The key to fruitful observance of (lenten) practices is to recognize their link to baptismal renewal. We are called not just to abstain from sin during Lent, but to true conversion of our hearts and minds as followers of Christ. We recall those waters in which we were baptized into Christ's death, died to sin and evil, and began new life in Christ. Catholics must move beyond giving up candy to giving up some habit of sin that marks and defeats their lives.
o Three Pillars of Lent
- Fasting and abstinance: Ash Wednesday and Good Friday are obligatory days of fasting and abstinence for Catholics. In addition, Fridays during Lent are obligatory days of abstinence. For members of the (Roman) Catholic Church, the norms on fasting are obligatory from age 18 through age 59. When fasting, a person is permitted to eat one full meal. Two smaller meals may also be taken, but not to equal a full meal. The norms concerning abstinence from meat are binding upon members of the (Roman) Catholic Church from age 14 onwards.
- Ash Wednesday: Ashes are an ancient symbol of repentance (sackcloth and ashes).
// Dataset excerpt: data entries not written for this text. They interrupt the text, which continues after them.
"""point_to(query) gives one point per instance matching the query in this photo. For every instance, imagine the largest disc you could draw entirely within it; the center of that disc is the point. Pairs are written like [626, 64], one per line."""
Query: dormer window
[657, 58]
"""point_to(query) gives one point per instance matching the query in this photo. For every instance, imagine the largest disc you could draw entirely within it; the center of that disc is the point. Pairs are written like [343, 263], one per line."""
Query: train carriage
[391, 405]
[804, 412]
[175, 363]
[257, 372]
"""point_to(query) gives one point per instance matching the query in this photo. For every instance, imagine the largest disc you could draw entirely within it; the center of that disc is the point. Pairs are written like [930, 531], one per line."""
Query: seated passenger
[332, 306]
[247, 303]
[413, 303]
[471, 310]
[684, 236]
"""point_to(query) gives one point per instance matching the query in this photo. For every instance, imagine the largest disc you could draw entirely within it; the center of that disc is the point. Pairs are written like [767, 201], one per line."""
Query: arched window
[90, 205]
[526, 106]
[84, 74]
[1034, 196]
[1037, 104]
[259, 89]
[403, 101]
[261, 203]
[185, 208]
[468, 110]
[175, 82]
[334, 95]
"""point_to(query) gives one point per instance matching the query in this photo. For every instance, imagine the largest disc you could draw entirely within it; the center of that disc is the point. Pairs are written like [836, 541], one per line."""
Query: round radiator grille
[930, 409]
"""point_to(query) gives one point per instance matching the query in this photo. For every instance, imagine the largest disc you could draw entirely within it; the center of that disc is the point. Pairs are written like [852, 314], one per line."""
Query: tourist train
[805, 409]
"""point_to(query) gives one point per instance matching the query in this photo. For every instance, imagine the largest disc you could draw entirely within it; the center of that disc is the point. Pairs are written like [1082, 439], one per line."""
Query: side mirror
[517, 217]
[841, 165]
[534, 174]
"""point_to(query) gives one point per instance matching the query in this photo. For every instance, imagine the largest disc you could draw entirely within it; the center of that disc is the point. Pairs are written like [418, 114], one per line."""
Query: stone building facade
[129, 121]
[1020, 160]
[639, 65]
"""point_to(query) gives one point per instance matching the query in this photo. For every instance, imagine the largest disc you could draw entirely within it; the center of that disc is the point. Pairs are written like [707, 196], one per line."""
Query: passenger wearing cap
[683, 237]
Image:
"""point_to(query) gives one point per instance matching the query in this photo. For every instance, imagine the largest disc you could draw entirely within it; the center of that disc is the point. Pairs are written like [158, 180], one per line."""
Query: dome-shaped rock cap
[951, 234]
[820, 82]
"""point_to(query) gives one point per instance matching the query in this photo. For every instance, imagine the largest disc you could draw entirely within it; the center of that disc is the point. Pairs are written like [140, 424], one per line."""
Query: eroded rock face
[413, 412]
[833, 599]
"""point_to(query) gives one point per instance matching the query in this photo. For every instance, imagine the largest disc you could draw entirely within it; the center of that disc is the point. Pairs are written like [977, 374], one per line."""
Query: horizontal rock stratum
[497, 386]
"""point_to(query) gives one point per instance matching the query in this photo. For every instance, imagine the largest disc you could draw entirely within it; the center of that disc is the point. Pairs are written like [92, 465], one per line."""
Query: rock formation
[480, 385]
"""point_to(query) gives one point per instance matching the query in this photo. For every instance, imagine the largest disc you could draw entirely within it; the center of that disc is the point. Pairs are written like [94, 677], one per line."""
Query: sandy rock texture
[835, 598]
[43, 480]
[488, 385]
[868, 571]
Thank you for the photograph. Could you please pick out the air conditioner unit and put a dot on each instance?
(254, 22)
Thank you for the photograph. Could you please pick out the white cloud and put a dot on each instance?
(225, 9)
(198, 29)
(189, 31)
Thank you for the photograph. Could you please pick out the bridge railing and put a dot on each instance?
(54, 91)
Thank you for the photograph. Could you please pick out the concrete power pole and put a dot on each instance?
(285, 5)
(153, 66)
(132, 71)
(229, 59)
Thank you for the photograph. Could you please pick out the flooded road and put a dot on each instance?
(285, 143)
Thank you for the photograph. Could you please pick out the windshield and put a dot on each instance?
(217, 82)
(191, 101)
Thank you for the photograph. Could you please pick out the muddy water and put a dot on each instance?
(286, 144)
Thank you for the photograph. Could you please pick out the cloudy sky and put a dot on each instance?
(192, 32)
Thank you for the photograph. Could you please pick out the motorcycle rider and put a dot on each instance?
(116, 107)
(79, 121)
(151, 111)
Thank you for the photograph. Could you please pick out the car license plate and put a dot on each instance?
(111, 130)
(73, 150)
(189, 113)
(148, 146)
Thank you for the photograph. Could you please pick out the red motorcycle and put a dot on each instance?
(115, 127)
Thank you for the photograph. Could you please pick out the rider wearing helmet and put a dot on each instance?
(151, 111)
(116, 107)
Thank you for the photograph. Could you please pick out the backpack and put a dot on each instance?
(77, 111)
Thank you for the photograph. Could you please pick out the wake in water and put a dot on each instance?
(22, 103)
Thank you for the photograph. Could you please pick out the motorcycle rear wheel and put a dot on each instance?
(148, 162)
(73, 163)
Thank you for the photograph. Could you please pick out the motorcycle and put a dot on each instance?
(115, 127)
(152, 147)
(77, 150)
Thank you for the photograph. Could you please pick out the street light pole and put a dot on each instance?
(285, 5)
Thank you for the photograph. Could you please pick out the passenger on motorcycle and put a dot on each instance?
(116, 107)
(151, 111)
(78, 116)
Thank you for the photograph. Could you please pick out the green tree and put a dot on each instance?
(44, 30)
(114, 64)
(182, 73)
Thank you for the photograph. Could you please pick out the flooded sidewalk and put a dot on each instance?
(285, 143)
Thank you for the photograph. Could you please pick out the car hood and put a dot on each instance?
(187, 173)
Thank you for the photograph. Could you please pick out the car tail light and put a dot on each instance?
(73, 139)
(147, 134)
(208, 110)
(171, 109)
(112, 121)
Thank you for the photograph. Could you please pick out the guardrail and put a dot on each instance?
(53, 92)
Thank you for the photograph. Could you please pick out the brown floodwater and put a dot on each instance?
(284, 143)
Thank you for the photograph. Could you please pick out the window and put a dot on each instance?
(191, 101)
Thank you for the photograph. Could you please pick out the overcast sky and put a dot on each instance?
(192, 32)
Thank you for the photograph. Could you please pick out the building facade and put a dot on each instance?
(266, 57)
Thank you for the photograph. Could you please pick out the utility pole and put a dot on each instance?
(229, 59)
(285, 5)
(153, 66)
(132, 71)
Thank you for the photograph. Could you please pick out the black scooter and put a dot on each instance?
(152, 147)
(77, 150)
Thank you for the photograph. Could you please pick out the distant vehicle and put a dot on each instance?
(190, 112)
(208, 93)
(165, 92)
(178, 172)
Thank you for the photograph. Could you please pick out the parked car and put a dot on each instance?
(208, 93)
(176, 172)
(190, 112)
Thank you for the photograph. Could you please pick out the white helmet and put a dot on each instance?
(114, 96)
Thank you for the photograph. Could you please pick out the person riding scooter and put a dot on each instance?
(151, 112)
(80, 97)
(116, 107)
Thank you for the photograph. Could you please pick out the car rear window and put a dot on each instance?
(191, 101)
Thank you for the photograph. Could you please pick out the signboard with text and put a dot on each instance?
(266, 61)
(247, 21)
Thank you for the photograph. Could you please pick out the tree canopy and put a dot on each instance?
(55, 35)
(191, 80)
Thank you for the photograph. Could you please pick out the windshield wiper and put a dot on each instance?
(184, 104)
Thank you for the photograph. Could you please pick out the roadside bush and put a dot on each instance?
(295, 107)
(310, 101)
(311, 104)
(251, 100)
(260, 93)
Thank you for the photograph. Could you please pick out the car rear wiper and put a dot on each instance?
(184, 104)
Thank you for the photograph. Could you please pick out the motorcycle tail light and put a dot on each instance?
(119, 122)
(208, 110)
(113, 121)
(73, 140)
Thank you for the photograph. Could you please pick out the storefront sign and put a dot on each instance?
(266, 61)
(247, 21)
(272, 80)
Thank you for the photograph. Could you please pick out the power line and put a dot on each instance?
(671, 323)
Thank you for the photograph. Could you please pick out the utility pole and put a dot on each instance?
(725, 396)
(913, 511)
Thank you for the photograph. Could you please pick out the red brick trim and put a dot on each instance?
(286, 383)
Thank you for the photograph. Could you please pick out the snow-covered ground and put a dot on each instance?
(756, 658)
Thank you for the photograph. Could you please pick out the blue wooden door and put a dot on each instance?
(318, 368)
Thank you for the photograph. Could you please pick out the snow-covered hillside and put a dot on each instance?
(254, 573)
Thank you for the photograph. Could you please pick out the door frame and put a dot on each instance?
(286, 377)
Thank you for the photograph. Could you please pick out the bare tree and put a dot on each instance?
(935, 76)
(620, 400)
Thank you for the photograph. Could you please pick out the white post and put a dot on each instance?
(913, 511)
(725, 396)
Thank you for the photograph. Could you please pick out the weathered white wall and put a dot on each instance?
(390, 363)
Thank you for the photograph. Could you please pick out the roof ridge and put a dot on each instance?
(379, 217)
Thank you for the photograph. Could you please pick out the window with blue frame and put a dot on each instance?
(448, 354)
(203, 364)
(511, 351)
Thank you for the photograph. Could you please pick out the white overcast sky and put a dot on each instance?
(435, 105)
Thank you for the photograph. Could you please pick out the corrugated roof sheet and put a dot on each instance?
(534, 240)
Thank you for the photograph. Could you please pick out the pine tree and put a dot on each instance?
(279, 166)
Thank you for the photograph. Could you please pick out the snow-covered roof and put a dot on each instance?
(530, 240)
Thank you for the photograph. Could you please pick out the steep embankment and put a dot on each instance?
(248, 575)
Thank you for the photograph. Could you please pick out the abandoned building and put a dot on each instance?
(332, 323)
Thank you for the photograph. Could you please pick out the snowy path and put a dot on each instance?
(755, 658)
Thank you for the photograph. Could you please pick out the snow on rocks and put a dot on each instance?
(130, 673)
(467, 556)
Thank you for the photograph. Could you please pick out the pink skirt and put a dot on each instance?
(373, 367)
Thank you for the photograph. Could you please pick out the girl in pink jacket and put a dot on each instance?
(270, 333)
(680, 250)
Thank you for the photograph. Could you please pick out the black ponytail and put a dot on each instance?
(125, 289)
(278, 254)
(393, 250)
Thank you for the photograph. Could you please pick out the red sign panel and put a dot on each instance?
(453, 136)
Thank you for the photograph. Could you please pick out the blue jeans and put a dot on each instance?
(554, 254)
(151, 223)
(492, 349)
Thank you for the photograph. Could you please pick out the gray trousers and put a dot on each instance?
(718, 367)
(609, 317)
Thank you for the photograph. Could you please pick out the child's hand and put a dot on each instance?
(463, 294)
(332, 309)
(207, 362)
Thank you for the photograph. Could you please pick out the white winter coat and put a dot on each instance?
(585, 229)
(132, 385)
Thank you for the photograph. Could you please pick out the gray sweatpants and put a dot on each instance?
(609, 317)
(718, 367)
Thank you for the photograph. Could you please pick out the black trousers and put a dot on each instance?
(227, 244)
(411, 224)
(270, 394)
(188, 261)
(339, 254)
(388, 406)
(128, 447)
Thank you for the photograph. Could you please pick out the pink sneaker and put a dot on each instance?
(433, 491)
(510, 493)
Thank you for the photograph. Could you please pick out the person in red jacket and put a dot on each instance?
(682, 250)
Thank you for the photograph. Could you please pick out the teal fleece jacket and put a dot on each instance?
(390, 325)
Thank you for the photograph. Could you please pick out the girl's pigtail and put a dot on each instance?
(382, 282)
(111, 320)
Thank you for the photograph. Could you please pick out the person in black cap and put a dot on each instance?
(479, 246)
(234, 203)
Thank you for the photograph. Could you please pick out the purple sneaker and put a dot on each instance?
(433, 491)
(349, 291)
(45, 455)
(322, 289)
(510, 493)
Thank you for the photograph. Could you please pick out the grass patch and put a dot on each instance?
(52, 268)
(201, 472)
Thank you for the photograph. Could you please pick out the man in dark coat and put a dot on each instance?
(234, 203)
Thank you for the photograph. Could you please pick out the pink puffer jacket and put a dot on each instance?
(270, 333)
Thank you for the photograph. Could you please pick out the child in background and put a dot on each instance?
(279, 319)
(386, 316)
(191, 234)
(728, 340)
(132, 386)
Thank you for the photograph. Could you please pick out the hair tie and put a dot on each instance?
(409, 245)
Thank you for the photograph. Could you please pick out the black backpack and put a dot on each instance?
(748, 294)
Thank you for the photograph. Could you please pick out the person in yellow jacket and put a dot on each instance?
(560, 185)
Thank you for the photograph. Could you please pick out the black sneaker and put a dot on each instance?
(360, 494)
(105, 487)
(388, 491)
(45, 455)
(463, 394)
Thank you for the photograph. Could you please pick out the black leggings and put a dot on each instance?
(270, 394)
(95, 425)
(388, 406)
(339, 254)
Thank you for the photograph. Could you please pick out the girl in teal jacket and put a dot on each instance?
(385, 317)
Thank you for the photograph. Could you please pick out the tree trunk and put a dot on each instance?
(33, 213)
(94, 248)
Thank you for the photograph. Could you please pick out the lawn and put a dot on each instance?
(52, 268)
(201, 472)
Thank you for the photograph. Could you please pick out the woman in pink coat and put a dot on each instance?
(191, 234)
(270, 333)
They also remind us of our mortality ("remember that you are dust") and thus of the day when we will stand before God and be judged... Being marked with ashes at the beginning of Lent indicates our recognition of the need for deeper conversion of our lives during this season of renewal.
- Almsgiving: Almsgiving is linked to our baptismal commitment in the same way. It is a sign of our care for those in need and an expression of our gratitude for all that God has given to us. Works of charity and the promotion of justice are integral elements of the Christian way of life we began when we were baptized.
- Prayer: More time given to prayer during Lent should draw us closer to the Lord. We might pray especially for the grace to live out our baptismal promises more fully. We might pray for the elect who will be baptized at Easter and support their conversion journey by our prayer. We might pray for all those who will celebrate the sacrament of reconciliation with us during Lent that they will be truly renewed in their baptismal commitment.
o Some Thoughts
- "Giving something up": Give up something more important than chocolate! Give up something that harms our relationships with other people, particularly those most close to us. Give up something that enhances our conversion, turning our lives more completely over to Christ and his way of life. That always involves giving up sin in some form. The goal is not just to abstain from sin for the duration of Lent but to root sin out of our lives forever. Conversion means leaving behind an old way of living and acting in order to embrace new life in Christ. So we must choose carefully what we will give up for lent.
- Meatless Fridays: This custom began as a way of reminding Christians that Christ died on Friday. It is a good "give up" because people like meat and miss it when it isn't served - so that by observing this sacrifice, one shows respect for God and for the death of His Son. Church practice says that chicken and dairy products are meats, but fish is not.
- Palm Sunday: In the accounts of the four canonical Gospels, Jesus' triumphal entry into Jerusalem takes place about a week before his Resurrection. It was perceived that Jesus was declaring he was the King of Israel to the anger of the Sanhedrin. The celebrating people there laid down their cloaks in front of him, and also laid down small branches of trees. The people sang part of Psalm 118: 25–26 – ... "Blessed is He who comes in the name of the Lord. We bless you from the house of the Lord." The symbolism of the donkey may refer to the Eastern tradition that it is an animal of peace, versus the horse, which is the animal of war. Jesus' entry to Jerusalem would thus symbolize his entry as the Prince of Peace, not as a war-waging king.